Seniors Learn the Ropes of Directing Through One Acts

Students get a chance to be on the other side of the stage and direct their own projects April 20-21


Kieran Howsare

Aicha Beye, Alijah Riles, and Sebastian Tabers in “The Timid West.”

Meghan Lynch, Reporter

“The student has become the teacher.” A very well-known phrase, and in this case, for the seniors of Liberty’s theater program, it’ll describe their final achievement of their high school theater career. The senior-directed one acts, which take place April 20-21 in the auditorium, are an opportunity for seniors to try something different and explore new passions. It’s their time to finally change roles and go from actor to director, and they love it.

“They’re a chance for seniors to use all the skills they’ve learned and focus on directing,” said junior Aicha Beye, actor for both “The Timid West” and “Duet for Bear and Dog.”

For some of the seniors, this is an entirely new domain. 

“It’s very different because I’m used to being the one that’s told what to do, not telling people what to do,” said senior Shane Wolz, who is directing “At the Frog Fountain.” 

Overall, the change from being on stage to suddenly being the one in charge can be intimidating. Wolz says sometimes he stands on stage with the actors the whole time instead of watching because he’s not used to the role swap. For those who have had experience directing in the past, like senior Morgan Feinstein, it’s a good way to look back on how far they’ve come. 

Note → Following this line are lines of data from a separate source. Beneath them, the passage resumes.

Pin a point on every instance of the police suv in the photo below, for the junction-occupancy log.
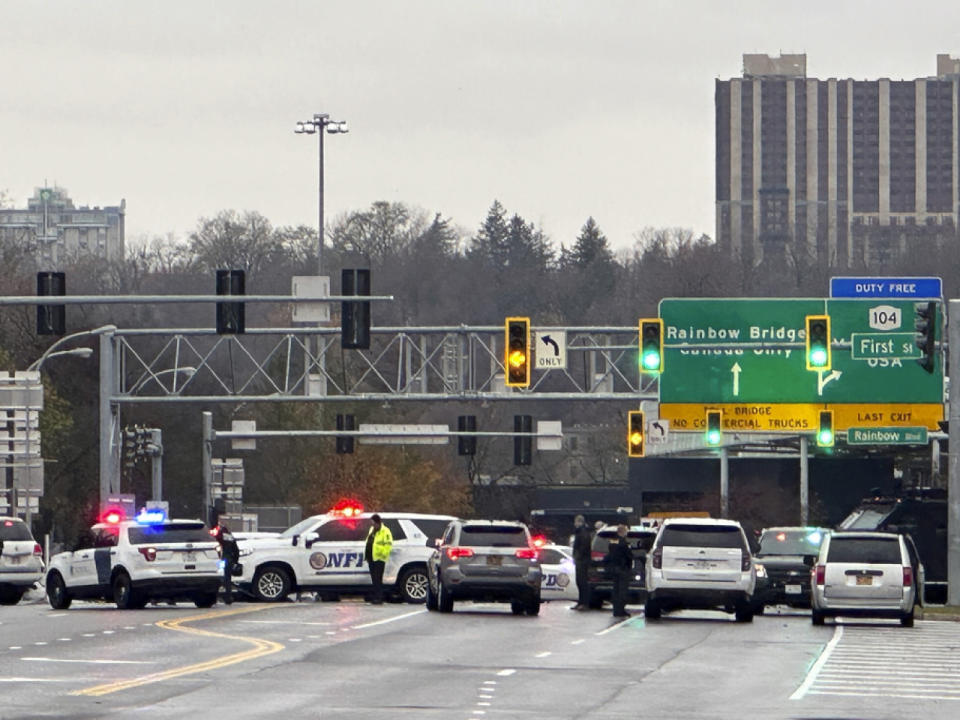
(134, 561)
(324, 554)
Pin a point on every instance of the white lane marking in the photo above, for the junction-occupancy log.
(386, 620)
(92, 662)
(821, 661)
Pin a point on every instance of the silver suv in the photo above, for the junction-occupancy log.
(486, 561)
(866, 574)
(701, 564)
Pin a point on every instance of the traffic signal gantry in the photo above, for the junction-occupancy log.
(517, 351)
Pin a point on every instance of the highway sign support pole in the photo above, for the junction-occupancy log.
(724, 483)
(804, 480)
(953, 483)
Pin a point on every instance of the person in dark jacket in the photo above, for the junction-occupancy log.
(619, 562)
(582, 539)
(230, 554)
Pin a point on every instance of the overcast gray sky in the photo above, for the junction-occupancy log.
(559, 109)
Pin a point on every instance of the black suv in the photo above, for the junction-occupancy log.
(601, 583)
(785, 554)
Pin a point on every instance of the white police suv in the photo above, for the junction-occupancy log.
(324, 554)
(134, 561)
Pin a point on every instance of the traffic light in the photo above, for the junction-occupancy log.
(51, 319)
(355, 314)
(635, 438)
(230, 316)
(925, 330)
(651, 345)
(825, 429)
(818, 342)
(517, 355)
(467, 444)
(714, 432)
(523, 440)
(345, 442)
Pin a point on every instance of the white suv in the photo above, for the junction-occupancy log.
(866, 574)
(700, 563)
(324, 554)
(21, 563)
(133, 562)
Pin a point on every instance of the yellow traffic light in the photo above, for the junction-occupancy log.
(635, 430)
(517, 353)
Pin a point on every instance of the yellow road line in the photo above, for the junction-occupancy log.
(260, 648)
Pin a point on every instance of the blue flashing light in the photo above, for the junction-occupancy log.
(150, 517)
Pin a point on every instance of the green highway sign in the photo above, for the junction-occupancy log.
(752, 351)
(887, 436)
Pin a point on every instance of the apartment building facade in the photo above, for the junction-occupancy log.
(58, 231)
(839, 172)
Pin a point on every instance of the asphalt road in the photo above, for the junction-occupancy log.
(351, 660)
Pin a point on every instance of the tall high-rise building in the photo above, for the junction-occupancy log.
(833, 171)
(57, 231)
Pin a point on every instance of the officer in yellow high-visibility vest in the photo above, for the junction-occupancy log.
(379, 544)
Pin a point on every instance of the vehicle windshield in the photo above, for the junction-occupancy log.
(790, 542)
(169, 533)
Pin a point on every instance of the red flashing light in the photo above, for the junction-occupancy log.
(455, 553)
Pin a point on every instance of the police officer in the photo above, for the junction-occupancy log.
(230, 554)
(619, 562)
(376, 553)
(581, 560)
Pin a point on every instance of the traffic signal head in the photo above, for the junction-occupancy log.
(635, 437)
(651, 345)
(713, 433)
(818, 342)
(925, 330)
(825, 429)
(517, 354)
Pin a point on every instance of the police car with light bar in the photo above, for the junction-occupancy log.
(324, 554)
(132, 562)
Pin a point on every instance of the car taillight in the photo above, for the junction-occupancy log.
(457, 552)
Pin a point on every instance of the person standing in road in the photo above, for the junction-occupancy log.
(230, 555)
(379, 544)
(582, 540)
(619, 562)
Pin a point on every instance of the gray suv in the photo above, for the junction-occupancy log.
(485, 561)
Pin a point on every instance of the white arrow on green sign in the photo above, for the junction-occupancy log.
(887, 436)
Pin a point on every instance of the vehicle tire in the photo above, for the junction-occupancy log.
(124, 595)
(57, 594)
(271, 584)
(413, 585)
(651, 610)
(10, 595)
(444, 600)
(206, 600)
(431, 598)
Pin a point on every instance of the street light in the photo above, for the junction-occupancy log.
(320, 122)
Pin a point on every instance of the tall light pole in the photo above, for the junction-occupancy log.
(321, 122)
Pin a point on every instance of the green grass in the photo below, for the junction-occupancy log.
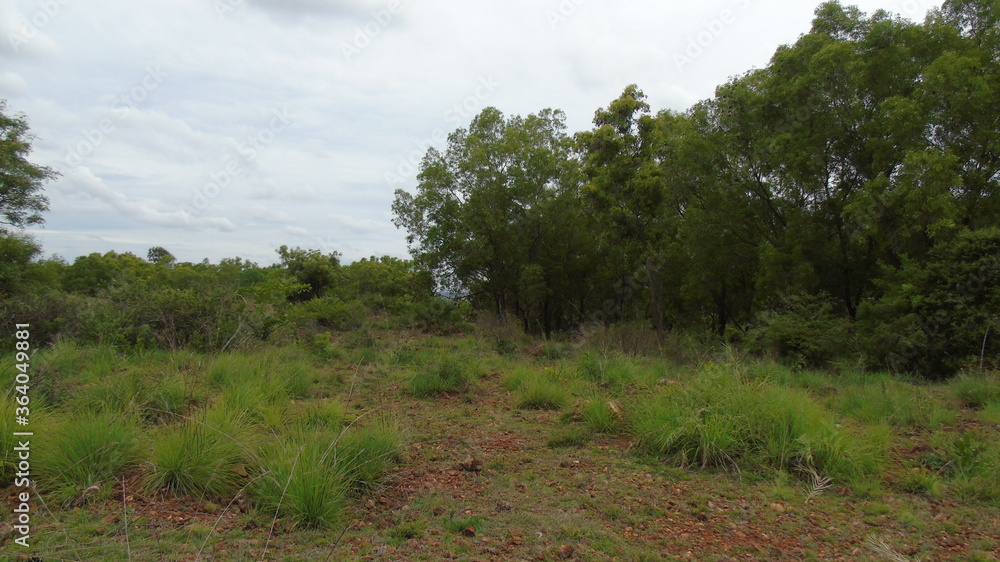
(300, 482)
(447, 376)
(977, 391)
(541, 393)
(720, 420)
(603, 415)
(203, 456)
(895, 403)
(364, 454)
(84, 451)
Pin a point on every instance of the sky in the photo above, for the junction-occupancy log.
(224, 128)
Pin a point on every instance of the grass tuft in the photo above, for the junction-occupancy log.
(542, 394)
(86, 451)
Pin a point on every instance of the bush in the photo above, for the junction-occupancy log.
(977, 392)
(442, 315)
(613, 371)
(803, 328)
(329, 313)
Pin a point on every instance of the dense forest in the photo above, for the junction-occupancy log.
(840, 204)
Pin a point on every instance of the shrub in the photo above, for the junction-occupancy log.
(84, 451)
(438, 314)
(935, 313)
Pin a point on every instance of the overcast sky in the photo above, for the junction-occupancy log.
(222, 128)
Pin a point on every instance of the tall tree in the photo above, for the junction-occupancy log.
(21, 182)
(493, 215)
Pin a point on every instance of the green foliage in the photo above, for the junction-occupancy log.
(977, 391)
(894, 403)
(364, 454)
(442, 315)
(21, 182)
(718, 419)
(329, 313)
(84, 451)
(568, 437)
(447, 376)
(315, 271)
(202, 456)
(603, 415)
(299, 483)
(804, 329)
(937, 314)
(612, 371)
(542, 393)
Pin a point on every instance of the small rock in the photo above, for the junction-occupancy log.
(565, 552)
(471, 464)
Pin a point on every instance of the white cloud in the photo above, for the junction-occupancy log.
(83, 181)
(322, 180)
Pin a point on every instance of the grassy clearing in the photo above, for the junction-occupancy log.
(446, 376)
(614, 455)
(722, 419)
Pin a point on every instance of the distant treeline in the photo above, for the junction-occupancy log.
(840, 204)
(841, 201)
(127, 302)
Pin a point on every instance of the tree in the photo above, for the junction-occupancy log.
(312, 268)
(21, 200)
(160, 256)
(625, 190)
(496, 216)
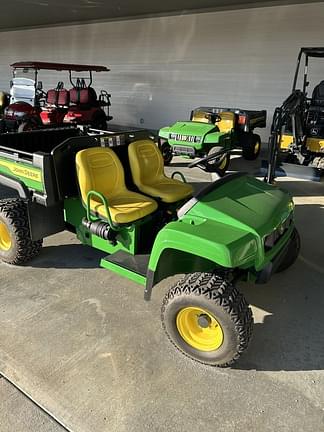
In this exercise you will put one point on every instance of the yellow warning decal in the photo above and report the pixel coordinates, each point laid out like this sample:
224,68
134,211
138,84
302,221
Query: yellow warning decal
22,171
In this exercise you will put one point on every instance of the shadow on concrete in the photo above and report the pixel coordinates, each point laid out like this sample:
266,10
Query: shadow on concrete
290,336
68,256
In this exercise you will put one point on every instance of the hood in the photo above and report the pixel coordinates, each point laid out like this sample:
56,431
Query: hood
192,128
245,203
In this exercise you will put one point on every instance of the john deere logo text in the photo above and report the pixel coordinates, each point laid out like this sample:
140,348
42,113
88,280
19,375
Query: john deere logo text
21,171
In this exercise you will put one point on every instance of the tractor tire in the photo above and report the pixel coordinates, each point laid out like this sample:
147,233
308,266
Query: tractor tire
16,246
28,125
207,319
166,151
251,146
219,165
292,253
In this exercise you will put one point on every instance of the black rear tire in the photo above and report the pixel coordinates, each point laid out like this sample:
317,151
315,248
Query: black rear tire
222,301
99,122
292,252
16,246
218,165
251,146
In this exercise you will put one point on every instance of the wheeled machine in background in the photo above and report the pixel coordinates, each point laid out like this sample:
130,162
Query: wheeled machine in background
296,144
212,130
111,191
33,108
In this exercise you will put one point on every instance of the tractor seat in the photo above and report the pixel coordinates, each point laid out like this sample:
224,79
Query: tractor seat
100,170
147,167
318,95
226,124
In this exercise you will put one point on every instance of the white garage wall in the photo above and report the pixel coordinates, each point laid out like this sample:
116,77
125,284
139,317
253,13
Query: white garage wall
163,67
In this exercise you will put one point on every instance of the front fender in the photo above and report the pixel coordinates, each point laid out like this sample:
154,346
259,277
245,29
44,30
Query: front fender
225,245
192,245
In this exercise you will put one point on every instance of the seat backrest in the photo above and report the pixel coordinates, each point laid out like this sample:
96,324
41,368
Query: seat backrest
63,97
83,96
51,97
226,124
318,95
200,116
99,169
146,162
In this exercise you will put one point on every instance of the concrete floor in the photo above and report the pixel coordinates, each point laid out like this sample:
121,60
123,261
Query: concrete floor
19,414
81,342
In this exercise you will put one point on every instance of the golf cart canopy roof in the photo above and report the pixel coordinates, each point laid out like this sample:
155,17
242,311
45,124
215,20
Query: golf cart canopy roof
313,52
59,66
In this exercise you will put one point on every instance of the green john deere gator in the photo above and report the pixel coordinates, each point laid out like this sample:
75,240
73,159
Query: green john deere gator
214,130
111,191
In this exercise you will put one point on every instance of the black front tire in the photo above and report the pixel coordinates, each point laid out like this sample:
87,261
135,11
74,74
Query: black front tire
220,298
251,146
292,252
16,245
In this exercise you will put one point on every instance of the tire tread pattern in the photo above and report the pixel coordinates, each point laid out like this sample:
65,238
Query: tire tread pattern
216,288
15,212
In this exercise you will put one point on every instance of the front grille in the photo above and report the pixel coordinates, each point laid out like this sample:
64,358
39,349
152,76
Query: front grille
272,239
183,150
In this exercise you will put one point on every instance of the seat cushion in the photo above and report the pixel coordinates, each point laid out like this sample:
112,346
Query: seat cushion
146,164
125,208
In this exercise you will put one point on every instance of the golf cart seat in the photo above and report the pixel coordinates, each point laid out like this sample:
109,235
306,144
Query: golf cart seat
100,170
58,97
147,168
83,96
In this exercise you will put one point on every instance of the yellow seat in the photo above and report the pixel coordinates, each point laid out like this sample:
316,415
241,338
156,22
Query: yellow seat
100,170
226,124
147,169
201,117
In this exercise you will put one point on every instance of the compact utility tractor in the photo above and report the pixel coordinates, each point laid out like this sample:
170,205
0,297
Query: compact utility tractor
33,108
111,191
213,130
296,144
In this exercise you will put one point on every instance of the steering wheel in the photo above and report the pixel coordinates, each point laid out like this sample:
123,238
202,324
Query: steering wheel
202,163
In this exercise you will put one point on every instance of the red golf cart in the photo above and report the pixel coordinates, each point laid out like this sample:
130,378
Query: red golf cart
33,108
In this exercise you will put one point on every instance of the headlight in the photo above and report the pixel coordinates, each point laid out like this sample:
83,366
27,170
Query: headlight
271,239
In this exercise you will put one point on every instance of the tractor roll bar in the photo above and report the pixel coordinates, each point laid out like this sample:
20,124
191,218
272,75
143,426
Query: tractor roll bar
59,66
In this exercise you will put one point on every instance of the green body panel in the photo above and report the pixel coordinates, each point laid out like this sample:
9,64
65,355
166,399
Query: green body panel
32,177
224,228
228,225
208,136
123,271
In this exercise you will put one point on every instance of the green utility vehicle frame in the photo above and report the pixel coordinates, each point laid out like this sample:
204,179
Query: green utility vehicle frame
112,192
211,130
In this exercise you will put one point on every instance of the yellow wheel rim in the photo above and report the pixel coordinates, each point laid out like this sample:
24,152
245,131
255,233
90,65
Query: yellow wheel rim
199,328
5,238
257,147
222,163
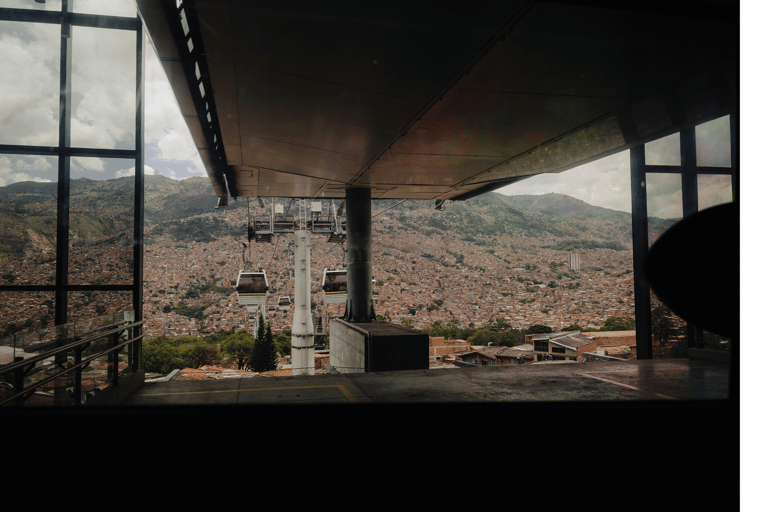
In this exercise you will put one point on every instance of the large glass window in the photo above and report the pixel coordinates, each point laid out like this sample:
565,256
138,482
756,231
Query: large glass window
28,192
713,143
103,88
101,227
29,84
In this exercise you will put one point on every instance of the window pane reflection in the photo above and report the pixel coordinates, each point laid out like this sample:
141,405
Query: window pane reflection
29,84
714,189
101,221
28,192
103,88
713,143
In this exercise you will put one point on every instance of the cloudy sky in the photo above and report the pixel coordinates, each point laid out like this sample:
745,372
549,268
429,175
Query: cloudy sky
103,100
102,116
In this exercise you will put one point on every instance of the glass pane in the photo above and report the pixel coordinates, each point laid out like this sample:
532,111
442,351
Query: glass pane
668,331
23,312
101,221
105,7
89,310
29,83
665,151
103,88
713,143
714,190
49,5
665,197
28,192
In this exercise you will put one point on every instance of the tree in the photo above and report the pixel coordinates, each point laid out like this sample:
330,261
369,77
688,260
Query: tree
618,324
283,343
239,347
538,329
163,355
264,356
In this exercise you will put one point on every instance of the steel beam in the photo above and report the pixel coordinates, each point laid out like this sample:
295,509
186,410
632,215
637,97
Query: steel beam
359,261
640,252
65,123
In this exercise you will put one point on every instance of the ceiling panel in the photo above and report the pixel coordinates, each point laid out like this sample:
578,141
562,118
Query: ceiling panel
400,99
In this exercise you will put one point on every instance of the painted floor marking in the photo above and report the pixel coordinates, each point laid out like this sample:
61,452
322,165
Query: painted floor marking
626,386
340,387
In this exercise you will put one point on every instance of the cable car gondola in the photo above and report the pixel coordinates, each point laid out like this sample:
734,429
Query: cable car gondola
252,288
334,285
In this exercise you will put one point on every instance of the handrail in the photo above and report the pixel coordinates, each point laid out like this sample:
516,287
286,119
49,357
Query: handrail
30,389
24,392
66,348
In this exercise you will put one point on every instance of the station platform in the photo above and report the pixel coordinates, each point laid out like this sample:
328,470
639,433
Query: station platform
669,380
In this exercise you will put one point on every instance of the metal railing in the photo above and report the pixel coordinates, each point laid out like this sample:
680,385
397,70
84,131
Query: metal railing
69,364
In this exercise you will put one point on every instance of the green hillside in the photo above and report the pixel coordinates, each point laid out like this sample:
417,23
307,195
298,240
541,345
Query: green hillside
102,212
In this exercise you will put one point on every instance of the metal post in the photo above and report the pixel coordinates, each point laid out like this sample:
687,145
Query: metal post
18,382
640,252
138,197
62,218
359,262
690,189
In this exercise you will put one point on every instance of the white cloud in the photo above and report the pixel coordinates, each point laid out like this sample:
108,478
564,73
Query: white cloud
148,171
9,176
39,163
87,164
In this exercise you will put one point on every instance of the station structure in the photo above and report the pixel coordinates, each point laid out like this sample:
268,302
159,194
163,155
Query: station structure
363,101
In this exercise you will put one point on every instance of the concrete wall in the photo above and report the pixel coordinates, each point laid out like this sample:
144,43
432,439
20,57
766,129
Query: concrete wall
347,348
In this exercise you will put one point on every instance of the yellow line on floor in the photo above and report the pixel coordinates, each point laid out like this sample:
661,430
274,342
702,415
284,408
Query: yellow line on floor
341,388
626,386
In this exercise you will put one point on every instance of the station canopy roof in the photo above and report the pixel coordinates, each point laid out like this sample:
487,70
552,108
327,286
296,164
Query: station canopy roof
307,98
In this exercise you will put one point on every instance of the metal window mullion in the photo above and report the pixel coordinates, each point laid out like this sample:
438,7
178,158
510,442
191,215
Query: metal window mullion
640,252
138,196
62,215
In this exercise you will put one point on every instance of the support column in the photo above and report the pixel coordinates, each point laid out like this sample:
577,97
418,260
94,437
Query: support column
359,266
690,189
640,252
138,207
303,330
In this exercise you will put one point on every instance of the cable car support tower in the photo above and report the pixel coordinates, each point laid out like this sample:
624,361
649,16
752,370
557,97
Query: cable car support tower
263,229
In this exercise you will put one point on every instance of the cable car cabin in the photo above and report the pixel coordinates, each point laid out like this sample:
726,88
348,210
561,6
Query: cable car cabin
334,286
252,288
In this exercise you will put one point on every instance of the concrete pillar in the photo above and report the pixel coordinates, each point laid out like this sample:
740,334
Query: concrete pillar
640,252
303,330
359,266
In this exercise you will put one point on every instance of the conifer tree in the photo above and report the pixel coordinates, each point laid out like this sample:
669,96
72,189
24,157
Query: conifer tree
264,355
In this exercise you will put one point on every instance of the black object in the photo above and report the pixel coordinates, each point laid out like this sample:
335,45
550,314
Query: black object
694,269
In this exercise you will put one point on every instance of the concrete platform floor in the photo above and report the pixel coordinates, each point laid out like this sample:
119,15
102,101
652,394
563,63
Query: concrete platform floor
669,380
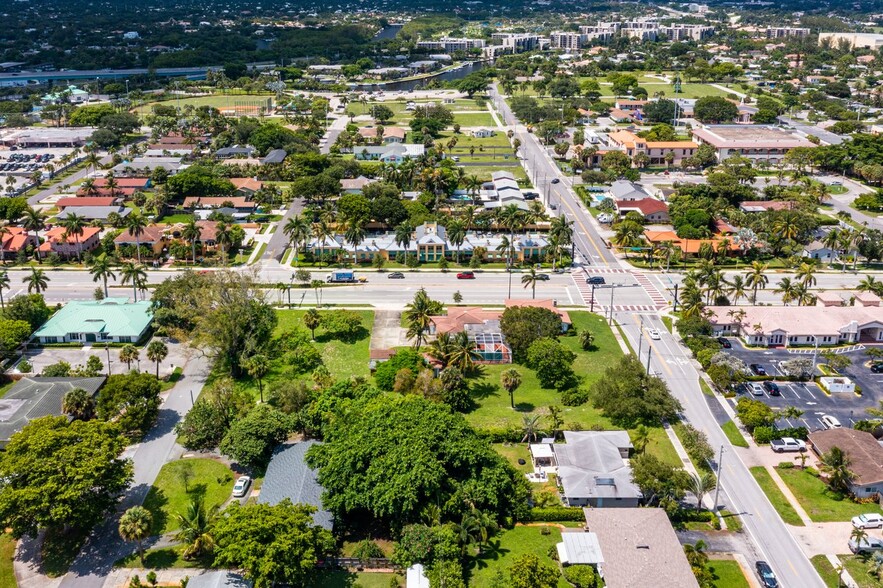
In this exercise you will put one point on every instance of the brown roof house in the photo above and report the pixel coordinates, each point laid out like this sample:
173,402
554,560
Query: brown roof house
865,456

“It was kind of weird at first because you just have to figure out how everyone is coming to you for everything,” Feinstein said. “But then it just started to click.”

Even though the seniors may have their own concerns about directing, many of the actors and crew members they work with have enjoyed their leadership skills. Sophomore Rachel Church, stage manager for “Dauntless: The Wit of One,” said, “It’s really cool to see the seniors take charge.” Not only that, Beye commented, “They understand the struggles and they are really flexible and easy to work with.” The seniors should be proud of themselves and all the effort they’ve put into the show to make it the best it can be. 

As seniors, the one acts can be a very important experience, given that it’s the last show they’ll ever be involved in at LHS. Freshman Mak Barnes described it as, “Their final horah.” And it’s a fun one, too. Almost everyone involved in the one acts has gone on about how much they enjoy the show and what it brings to the theater program. As a newer tradition, it’s interesting to see how quickly the one acts have become a sort of milestone for seniors. 

The most amazing part of this show, however, is how incredibly supportive of the seniors the entire program is, whether they’ve known them all throughout high school or have just met them this year. It’s truly heartwarming and the bond they all share is clear in the work they do on and off the stage.